I am using "Azure Speech" to synthesize speech from a text input, and also to generate Viseme events with Blendshape data.
My settings are: Language: en-US. Voice name: en-US-DavisNeural
I am using the blendshape data as input to animate a 3D character in Unreal Engine. According to the documentation (https://learn.microsoft.com/en-us/azure/cognitive-services/speech-service/how-to-speech-synthesis-viseme?tabs=3dblendshapes&pivots=programming-language-python) the blendshapes have the same naming and order as the ARKit blendshapes, which makes it easy to drive a 3D character's facial animation.
I am attaching an example file with the blendshape data that were created by Azure Speech.
Blendshapes_Example.pdf
This is the input text: "Norway is a Scandinavian country located in Northern Europe. It is home to a population of 5.3 million people, and its capital city is Oslo. Norway is known for its stunning natural beauty, with mountains, fjords, and..."
The issues that I am facing are as follows:
- The "JawOpen" values are way too high throughout the whole list of viseme events, resulting in an animation with a very wide open mouth. I would expect the values to drop to almost zero, at least for some of the visemes.
- Most of the consonant visemes are not properly captured. All the "p", "b", "n", "m" etc sounds where the lips are supposed to touch dont have a good representation in the viseme data.
- Poor quality of viseme generation. The frequency of viseme events is not sufficient enough to capture the mouth motion. With 37 words in the input text, only 53 viseme events are recorded, giving an average of 1.4 visemes per word!
Here is a demonstration of the final animation (Note that I interpolate between blendshapes for a smoother animation):
https://youtu.be/Bxd_I6K8qHQ
I understand that the quality of viseme data depends on the quality of the speech synthesis. However, I cannot find any parameter or setting that could improve the quality of synthesis in a way that would have an effect on the quality of viseme data.
So my question is: Is there an inherent flaw in the way Azure text-to-speech generates blendshape viseme events? Or is there anything I need to change in the config settings (or something else), to get a better result?
This is the Python code I use, in case it might be of relevance:
speech_synthesizer = speechsdk.SpeechSynthesizer(speech_config=speech_config, audio_config=audio_config)

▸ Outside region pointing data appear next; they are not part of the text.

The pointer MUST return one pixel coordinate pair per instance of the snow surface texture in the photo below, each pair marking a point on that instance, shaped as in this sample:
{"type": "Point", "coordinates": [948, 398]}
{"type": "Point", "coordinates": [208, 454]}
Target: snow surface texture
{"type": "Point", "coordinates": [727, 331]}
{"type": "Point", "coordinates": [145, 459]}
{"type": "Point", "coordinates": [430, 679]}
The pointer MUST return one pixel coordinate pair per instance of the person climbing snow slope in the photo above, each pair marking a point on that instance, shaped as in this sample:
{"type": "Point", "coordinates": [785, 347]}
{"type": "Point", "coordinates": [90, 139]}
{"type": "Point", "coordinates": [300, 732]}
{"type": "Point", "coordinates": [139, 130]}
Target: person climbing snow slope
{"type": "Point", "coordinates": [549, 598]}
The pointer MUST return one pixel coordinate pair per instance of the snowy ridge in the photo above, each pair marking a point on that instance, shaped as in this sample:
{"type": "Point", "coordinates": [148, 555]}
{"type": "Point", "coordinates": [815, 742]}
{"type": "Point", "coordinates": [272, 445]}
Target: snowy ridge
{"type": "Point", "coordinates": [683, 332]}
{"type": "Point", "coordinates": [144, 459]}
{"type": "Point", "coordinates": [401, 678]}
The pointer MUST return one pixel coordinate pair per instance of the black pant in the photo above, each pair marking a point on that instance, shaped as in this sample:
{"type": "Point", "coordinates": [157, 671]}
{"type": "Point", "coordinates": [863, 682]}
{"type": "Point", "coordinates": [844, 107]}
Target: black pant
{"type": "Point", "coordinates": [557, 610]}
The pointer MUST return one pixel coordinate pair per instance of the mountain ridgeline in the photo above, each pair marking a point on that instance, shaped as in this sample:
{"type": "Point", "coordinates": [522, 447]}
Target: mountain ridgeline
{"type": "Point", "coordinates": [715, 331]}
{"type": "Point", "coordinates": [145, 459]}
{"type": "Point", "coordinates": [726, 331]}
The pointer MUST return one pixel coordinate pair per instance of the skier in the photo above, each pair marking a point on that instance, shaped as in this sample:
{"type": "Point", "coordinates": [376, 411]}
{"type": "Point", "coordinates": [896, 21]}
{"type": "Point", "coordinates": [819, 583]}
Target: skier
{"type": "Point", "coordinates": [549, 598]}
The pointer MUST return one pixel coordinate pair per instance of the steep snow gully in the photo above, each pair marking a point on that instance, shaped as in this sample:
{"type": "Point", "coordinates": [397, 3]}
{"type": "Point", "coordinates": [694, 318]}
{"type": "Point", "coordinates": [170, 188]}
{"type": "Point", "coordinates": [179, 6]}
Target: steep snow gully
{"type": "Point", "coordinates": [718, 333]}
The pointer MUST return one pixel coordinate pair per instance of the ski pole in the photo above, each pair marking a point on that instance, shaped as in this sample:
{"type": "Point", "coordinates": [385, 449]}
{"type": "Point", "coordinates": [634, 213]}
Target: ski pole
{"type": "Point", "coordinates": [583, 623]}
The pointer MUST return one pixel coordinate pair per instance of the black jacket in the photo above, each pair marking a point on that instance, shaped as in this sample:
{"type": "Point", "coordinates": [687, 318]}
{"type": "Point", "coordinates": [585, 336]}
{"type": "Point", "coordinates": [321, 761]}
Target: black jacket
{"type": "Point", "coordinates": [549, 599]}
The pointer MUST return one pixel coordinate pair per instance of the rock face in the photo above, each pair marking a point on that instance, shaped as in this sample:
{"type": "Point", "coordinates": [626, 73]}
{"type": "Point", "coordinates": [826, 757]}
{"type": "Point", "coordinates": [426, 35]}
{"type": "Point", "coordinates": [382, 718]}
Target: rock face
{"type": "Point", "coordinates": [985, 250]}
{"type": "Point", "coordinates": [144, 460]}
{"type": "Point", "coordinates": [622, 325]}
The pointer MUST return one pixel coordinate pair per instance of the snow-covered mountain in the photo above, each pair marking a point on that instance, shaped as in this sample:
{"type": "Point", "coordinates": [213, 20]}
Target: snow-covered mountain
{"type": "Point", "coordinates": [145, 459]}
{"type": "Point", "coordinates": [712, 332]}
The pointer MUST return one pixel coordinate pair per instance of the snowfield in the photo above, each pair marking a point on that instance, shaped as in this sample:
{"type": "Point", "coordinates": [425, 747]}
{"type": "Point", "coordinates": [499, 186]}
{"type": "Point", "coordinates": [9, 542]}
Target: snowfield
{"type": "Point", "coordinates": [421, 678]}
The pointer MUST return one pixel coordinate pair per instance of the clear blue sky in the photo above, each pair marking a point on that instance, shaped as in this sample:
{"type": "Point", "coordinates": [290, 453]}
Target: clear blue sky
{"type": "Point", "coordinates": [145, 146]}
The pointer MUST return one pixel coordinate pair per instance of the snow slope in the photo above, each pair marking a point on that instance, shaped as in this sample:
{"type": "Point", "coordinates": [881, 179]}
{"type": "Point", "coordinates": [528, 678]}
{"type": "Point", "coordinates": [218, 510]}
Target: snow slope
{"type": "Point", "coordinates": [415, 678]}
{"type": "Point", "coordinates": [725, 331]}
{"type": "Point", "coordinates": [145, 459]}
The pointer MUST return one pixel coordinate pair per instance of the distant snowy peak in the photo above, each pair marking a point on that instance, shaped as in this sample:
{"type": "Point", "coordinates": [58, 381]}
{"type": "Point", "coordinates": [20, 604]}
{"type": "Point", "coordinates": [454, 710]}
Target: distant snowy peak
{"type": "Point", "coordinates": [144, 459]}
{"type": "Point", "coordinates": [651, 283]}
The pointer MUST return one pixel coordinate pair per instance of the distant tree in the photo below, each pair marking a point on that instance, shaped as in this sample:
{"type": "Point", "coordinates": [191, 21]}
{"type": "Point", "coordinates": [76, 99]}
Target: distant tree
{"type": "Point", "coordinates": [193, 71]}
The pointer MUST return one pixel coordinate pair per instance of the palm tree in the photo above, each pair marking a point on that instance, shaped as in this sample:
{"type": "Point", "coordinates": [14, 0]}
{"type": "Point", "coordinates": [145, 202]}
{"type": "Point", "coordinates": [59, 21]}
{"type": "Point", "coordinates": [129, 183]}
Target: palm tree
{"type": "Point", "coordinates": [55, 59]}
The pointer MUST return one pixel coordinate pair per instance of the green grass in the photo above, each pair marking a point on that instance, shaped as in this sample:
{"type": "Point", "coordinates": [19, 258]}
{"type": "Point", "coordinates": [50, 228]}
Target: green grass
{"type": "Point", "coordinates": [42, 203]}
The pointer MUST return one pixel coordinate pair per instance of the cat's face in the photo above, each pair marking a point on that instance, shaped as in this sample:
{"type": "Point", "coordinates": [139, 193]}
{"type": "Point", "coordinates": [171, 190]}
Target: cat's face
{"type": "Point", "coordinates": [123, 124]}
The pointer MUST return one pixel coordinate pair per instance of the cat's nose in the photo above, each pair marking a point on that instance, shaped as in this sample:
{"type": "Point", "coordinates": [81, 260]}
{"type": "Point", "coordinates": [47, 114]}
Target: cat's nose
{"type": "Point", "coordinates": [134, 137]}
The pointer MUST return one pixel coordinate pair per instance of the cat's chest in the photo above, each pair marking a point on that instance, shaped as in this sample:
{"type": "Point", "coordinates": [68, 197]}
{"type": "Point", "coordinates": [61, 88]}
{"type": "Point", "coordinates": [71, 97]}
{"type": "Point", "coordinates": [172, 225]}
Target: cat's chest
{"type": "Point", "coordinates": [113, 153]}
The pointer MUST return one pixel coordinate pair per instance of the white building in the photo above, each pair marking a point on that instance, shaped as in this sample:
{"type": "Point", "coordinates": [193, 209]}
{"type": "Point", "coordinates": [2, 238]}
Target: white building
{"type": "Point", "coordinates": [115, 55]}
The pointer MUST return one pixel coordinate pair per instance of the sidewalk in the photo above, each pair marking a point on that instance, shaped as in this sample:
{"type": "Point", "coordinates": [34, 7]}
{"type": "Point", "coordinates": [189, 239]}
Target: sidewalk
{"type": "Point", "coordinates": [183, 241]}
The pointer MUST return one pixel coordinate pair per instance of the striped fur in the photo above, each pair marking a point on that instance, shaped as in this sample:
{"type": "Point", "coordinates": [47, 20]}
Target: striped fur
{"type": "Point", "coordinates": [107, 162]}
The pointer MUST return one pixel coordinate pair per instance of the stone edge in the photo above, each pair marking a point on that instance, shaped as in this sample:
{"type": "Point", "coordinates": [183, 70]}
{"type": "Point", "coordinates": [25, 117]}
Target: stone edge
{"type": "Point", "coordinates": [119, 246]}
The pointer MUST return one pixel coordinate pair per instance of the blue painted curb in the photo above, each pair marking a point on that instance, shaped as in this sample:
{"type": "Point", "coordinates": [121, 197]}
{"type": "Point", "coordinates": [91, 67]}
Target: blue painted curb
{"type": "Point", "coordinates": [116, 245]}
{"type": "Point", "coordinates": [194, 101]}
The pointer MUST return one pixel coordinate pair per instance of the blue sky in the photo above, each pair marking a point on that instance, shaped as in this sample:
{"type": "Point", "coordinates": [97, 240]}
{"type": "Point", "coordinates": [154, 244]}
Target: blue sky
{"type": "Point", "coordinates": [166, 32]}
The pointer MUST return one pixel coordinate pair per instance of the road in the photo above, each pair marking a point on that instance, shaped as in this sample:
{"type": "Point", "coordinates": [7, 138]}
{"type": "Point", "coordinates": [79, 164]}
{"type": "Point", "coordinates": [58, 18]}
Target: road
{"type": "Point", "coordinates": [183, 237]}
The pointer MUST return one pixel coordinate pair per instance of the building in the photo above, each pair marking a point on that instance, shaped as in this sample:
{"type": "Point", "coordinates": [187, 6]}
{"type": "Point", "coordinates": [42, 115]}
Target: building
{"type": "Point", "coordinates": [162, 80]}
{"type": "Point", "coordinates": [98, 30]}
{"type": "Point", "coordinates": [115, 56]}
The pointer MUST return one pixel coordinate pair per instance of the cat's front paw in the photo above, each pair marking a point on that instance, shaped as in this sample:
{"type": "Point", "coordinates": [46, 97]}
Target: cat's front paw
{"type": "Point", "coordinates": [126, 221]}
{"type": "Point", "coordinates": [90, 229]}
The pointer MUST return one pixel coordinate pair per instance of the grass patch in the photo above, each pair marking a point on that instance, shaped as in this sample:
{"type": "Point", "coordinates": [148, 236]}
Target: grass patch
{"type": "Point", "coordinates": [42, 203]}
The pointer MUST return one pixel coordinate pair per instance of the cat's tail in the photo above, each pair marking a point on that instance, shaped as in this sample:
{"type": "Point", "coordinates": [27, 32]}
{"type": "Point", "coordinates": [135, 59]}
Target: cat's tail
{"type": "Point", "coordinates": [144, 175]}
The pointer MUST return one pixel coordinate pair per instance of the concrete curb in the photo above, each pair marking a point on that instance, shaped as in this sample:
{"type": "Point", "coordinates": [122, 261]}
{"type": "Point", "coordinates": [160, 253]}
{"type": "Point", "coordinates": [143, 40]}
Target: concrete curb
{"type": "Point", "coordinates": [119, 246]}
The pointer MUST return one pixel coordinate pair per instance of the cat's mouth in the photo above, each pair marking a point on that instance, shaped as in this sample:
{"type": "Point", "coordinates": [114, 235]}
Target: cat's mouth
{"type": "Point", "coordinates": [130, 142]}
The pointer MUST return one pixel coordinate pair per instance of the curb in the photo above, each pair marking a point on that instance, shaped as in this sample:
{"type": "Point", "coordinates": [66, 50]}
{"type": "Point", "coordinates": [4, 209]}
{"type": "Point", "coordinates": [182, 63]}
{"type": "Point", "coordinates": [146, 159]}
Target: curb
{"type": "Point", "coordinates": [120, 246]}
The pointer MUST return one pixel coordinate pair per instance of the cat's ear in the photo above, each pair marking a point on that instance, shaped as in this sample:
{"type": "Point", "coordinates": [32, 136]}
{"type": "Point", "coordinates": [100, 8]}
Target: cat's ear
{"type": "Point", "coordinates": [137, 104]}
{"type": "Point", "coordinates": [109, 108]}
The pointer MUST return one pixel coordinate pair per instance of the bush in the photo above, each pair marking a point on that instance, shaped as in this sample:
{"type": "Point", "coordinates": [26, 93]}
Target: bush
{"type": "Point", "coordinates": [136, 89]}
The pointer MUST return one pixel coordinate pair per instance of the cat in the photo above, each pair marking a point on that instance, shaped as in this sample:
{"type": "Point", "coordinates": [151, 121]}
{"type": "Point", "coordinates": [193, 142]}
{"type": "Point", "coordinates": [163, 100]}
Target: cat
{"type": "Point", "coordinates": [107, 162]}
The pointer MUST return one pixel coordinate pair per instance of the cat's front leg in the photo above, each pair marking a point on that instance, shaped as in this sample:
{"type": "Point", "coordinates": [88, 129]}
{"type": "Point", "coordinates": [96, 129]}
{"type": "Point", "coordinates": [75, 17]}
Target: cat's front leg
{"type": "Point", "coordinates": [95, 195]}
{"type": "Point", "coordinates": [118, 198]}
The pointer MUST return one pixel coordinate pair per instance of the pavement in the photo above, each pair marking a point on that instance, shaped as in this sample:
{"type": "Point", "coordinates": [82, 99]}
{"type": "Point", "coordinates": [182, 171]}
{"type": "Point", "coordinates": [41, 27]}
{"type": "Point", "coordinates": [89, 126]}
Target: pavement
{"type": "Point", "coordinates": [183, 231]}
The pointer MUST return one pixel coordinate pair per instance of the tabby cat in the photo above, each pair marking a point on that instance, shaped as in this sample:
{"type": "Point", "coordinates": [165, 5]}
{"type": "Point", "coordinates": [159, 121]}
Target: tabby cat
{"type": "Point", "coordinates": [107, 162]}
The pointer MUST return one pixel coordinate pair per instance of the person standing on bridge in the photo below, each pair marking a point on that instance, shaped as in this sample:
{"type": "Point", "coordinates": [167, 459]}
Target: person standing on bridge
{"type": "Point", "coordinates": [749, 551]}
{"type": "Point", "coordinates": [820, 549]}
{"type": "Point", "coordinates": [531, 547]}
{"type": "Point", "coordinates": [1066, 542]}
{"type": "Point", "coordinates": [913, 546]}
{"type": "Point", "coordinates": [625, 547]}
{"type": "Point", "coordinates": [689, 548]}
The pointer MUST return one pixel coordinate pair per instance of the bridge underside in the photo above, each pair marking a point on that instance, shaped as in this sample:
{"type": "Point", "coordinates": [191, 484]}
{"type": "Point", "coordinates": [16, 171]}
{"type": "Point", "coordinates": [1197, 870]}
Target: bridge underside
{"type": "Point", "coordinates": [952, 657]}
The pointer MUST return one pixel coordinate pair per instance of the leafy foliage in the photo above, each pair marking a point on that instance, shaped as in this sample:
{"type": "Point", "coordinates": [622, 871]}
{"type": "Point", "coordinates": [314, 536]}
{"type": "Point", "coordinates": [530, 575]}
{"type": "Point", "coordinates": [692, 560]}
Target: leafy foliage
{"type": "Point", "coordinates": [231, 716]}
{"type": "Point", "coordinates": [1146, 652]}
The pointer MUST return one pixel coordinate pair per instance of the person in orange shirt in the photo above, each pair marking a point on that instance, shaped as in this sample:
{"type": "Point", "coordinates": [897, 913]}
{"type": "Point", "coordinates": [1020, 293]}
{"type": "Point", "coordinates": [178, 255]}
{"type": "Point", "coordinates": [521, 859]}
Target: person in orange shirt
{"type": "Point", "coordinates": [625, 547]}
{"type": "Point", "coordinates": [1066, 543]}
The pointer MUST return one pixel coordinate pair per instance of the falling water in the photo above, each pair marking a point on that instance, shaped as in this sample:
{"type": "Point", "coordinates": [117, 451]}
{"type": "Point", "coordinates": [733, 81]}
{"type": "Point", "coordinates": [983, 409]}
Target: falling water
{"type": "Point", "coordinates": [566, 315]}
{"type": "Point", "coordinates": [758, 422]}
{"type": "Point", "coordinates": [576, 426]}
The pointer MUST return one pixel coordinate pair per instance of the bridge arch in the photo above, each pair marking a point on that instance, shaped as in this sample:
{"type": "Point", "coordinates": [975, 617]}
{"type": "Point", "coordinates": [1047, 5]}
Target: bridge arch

ssml = f'<speak version="1.0" xmlns="http://www.w3.org/2001/10/synthesis" xmlns:mstts="http://www.w3.org/2001/mstts" xml:lang="en-US"><voice name="en-US-DavisNeural"><mstts:viseme type="FacialExpression"/>{text}</voice></speak>'
Subscribe to animation received event
speech_synthesizer.synthesis_completed.connect(viseme_cb)
Subscribe to viseme received event
speech_synthesizer.viseme_received.connect(viseme_cb)
Synthesize speech from SSML
result = speech_synthesizer.speak_ssml_async(ssml).get()